Nach Eders Tod im Jahr 1982 wurde sein Werk in größerem Umfang nur in der Kärntner Landesgalerie sowie im Museum Moderner Kunst in Passau gezeigt – beide Ausstellungen kamen durch die Initiative der Galerie Altnöder zustande. Eine große Wiener Retrospektive des Gesamtwerkes auf internationalem Niveau – etwa in der Galerie Belvedere, die einige Eder-Plastiken besitzt, oder in der Albertina – steht noch aus und wäre eine erstrangige kulturpolitische Aufgabe für Österreich. Bisher reichte es (außer den verdienstvollen Bemühungen von Altnöder) nur für Gruppenausstellungen und lokale Präsentationen in Kärnten, Salzburg und Wien. In der Bundeshauptstadt haben sich die Galerien Magnet (2003) und Chobot (2009) für Eder eingesetzt. Im Internet-Auftritt der Galerie Chobot schreibt Heliane Wiesauer-Reiterer: "Otto Eder war ein schwieriger Mensch, ein Außenseiter, ein Rebell, ein kompromissloser Weggefährte der Kunst, ein großer Künstler, ein Mensch voller Ideale, ein Schwärmer, ein Einsamer, ein Resignierter, er war gehasst und geliebt zugleich. Er war ein Mystiker, ein Romantiker und ein Melancholiker." Das Archaische, so Wiesauer-Reiterer, habe seine skulpturale Auffassung ebenso geprägt wie das gute Handwerk. Er habe Aristide Maillol, Amedeo Modigliani, Wilhelm Lehmbruck, Constantin Brâncusi und Henry Moore hoch geschätzt.
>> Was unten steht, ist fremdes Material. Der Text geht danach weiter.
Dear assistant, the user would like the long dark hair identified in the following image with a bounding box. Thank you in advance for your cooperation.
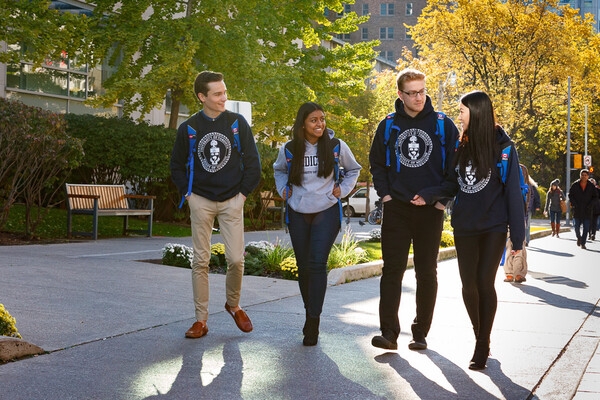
[455,91,497,180]
[288,102,334,186]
Wiesauer-Reiterer weist auch auf eine interessante Parallele zu Joseph Beuys hin: Das Soziale und der Wunsch nach dem Zentralen habe beide Künstler vereint. Beide waren als junge Männer zum Kriegsdienst im Zweiten Weltkrieg nach Russland (Krim) einberufen worden und kamen mit schweren Schädelverletzungen in die Heimat zurück. Beide entschieden sich nach dem Ende des Zweiten Weltkriegs für ein Studium der Bildhauerei, beide machten die eigenen Kriegserfahrungen zu ihrem Thema.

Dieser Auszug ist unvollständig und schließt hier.